Wasilla to create ORV task force instead of ban: The Wasilla City Council on Monday night approved the formation of a seven-member task force to update the city's existing regulations governing off-road vehicles like ATVs and snowmachines. The decision marks a major shift for the council expected this summer to decide an outright ban on ATVs and snowmachines recommended by the city's planning commissioners in July. Instead, the task force will advise the council as members re-examine ORV laws, how to enforce them, and how to educate the public. The council put no limits on who can serve on the task force but did require the group finish its work by the end of January. Saying it could make it too hard to fill the positions, the council didn't vote on a proposal to require task force members represent different sectors-- ORV user, resident, large and small retailers -- proposed by city council candidate Stu Graham.

Mining ship heads unescorted through Northwest Passage, from Quebec to China: The Northwest Passage sea route has been clogged by ice this year, as reported by the National Snow and Ice Data Center, but that is not stopping one company from sending a cargo-laden ship through it. An icebreaker carrying departed Nunavik in northern Quebec on Friday to deliver 23,000 tons of nickel concentrate from a mine owned by Canadian Royalties Inc. to China, to the CBC reported on Monday. The ship, the MV Nunavik, will be the first Canadian commercial vessel to transit the full Northwest Passage unescorted and with an Arctic cargo, the U.S. Arctic Research Commission reported. Fednav has set up an online log book to chronicle its historic journey through the route.

Anchorage one of the best-situated U.S. cities for coming warmer temperatures: Alaska could be the hottest new real estate market by century's end. Or should that be coolest? A report from the New York Times on the variety of climate models notes that virtually all of them have a few things in common, and one of those is that Anchorage is among the large U.S. cities best suited to weather changing temperatures. "The best place really is Alaska," Camilo Mora, a geographer from the University of Hawaii told the Times. "Alaska is going to be the next Florida by the end of the century." The rest of the Pacific Northwest will fare well too, mainly because of the Pacific Ocean, which, although it's warming, may be doing so from natural, rather than man-made, causes. Alaska will also be among the last places where higher average temperatures become the new norm. By 2047, for example, weather that's now unusual in New York City will be considered typical. "Washington, D.C., will reach its tipping point the same year, under his model; Los Angeles has until 2048; San Francisco, 2049 and Chicago, 2052. Detroit has until 2051, and Anchorage, 2071," the Times writes.

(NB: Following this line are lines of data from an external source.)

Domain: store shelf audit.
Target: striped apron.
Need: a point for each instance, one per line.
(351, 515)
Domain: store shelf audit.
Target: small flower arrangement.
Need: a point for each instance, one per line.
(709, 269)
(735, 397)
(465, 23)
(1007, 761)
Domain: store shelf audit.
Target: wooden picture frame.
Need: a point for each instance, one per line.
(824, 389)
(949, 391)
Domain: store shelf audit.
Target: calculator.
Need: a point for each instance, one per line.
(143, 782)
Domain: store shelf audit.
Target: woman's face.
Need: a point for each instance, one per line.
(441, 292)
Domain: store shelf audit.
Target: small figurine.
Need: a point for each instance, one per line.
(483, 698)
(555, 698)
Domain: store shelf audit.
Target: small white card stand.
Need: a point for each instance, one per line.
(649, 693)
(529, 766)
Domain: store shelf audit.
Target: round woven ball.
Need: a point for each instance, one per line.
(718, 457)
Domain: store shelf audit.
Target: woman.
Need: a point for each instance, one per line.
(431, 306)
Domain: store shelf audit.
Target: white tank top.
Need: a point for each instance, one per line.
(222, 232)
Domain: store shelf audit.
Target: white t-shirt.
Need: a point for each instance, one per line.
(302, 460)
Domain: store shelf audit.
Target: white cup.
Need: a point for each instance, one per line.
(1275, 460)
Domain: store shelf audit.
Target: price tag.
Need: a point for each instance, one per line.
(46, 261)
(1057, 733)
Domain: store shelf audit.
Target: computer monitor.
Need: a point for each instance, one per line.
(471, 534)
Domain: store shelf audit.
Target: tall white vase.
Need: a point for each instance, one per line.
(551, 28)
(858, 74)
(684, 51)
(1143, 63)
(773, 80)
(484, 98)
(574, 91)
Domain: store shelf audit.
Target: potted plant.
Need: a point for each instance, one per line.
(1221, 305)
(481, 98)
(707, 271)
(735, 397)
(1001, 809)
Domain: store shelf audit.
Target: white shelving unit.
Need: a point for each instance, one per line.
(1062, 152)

In New Jersey, the first fatal bear attack since the 1850s: Local police said a hiker was killed by a black bear over the weekend in a wooded area of New Jersey just 40 miles from New York City, according to a report from Reuters. A group of five hikers were walking in the Apshawa Preserve when the bear began following them, according to the report, and the group split up. When they regrouped, they discovered 22-year-old Darsh Patel was missing. Patel's remains were later found, with evidence he'd been attacked by a bear, officials said. New Jersey has a high density of black bears, but attacks on humans are rare, and this is the first fatal one recorded since 1852. The news comes as authorities in Canada identified the hunter killed by a grizzly bear last week in Northwest Territories near the Yukon border. Kenton Novotny, 53, was a businessman from Germantown, Tennessee, who'd been on a guided hunt in the Mackenzie Mountains.